Nirav Beni is a South African-born engineer and new media artist. He has a BSc degree in mechatronics engineering from the University of Cape Town, and is currently completing an MA in information experience design at the Royal College of Art in London. He positions himself at the intersection of art and technology, where he can incorporate AI, machine learning and other new media into his practice. He aims to create audio-visual, immersive and interactive installations that focus on shared and evocative experiences that touch on themes such as the human-machine dynamic.
The work “Gradation Descent” by Nirav Beni demonstrates a good sense of visual tempo. By adding a rhythmic sensation to the machine-“reading” procedure, it creates an interesting projection of the gaze of a machine – although it doesn’t entirely imitate how a machine would work in real life. Step by step, Alexandre Cabanel’s “Fallen Angel” is algorithmically reworked; and in the checkerboard-like texture the gaze leaves behind, we see the discrete mechanisms of the algorithms that can never analyze and synthesize an image as a whole but can only do so in separate parts.

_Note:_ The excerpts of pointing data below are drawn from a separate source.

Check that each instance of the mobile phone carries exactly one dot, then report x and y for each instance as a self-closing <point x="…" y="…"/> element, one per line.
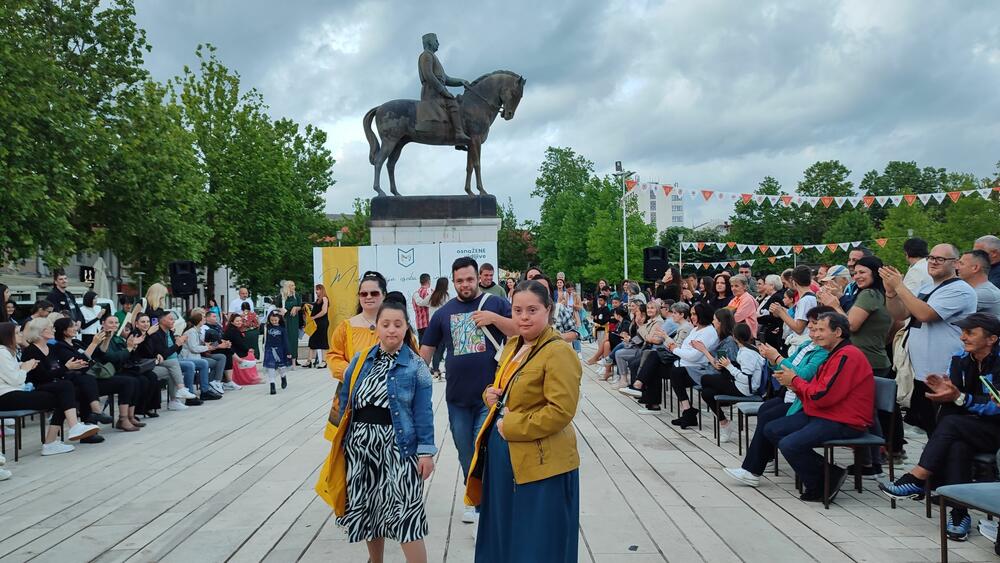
<point x="989" y="387"/>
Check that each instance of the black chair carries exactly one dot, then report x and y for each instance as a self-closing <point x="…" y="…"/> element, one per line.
<point x="885" y="401"/>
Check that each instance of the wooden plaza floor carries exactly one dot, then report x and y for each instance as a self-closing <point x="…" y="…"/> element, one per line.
<point x="233" y="481"/>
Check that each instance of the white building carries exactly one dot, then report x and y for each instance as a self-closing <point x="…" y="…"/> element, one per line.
<point x="659" y="209"/>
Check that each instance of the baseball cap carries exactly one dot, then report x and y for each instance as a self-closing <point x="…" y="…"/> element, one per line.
<point x="985" y="321"/>
<point x="837" y="271"/>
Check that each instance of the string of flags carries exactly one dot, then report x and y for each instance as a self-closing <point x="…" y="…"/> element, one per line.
<point x="779" y="249"/>
<point x="810" y="201"/>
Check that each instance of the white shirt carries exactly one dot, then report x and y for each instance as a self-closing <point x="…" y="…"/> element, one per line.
<point x="917" y="276"/>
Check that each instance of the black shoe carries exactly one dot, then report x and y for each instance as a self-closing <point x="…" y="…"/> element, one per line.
<point x="689" y="418"/>
<point x="837" y="478"/>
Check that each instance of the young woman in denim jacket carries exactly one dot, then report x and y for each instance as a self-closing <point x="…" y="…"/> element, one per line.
<point x="389" y="444"/>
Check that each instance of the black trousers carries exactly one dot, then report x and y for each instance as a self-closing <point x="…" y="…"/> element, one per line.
<point x="714" y="384"/>
<point x="122" y="385"/>
<point x="57" y="396"/>
<point x="760" y="451"/>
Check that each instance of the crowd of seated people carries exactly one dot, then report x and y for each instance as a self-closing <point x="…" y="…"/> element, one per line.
<point x="825" y="335"/>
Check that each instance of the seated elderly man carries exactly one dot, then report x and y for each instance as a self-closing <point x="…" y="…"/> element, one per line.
<point x="969" y="422"/>
<point x="838" y="403"/>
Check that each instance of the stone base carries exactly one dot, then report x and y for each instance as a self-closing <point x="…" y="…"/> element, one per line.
<point x="433" y="219"/>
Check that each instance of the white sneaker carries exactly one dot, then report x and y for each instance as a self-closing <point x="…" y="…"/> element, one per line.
<point x="726" y="433"/>
<point x="56" y="448"/>
<point x="81" y="431"/>
<point x="176" y="405"/>
<point x="469" y="516"/>
<point x="743" y="476"/>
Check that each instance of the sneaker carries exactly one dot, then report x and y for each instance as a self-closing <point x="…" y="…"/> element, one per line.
<point x="55" y="448"/>
<point x="80" y="431"/>
<point x="630" y="392"/>
<point x="905" y="487"/>
<point x="469" y="516"/>
<point x="867" y="471"/>
<point x="959" y="524"/>
<point x="743" y="476"/>
<point x="988" y="528"/>
<point x="176" y="405"/>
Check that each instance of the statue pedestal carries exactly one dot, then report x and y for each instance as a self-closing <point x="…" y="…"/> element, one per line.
<point x="401" y="220"/>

This work is a short audio-visual video that depicts a conceptual imitation or visual reinterpretation of machine-learning, image-processing algorithms acting on Alexandre Cabanel’s painting “Fallen Angel”.
The moving images creating the video come from the Generative Adversarial Network (GAN). As GAN is trained on “real” images, it produces its own “fake,” almost identical, but slightly inaccurate versions. The algorithm slides across the original image and processes each block of the original image, leaving in its place an AI-generated frame. In this way, it creates a “fake” collage as the output image, which emphasizes similarities and discrepancies between original and replacement. The sliding motion is triggered by audio signals from a melancholic piano playing a piece expressly produced to accompany the teary-eyed visuals of the fallen angel.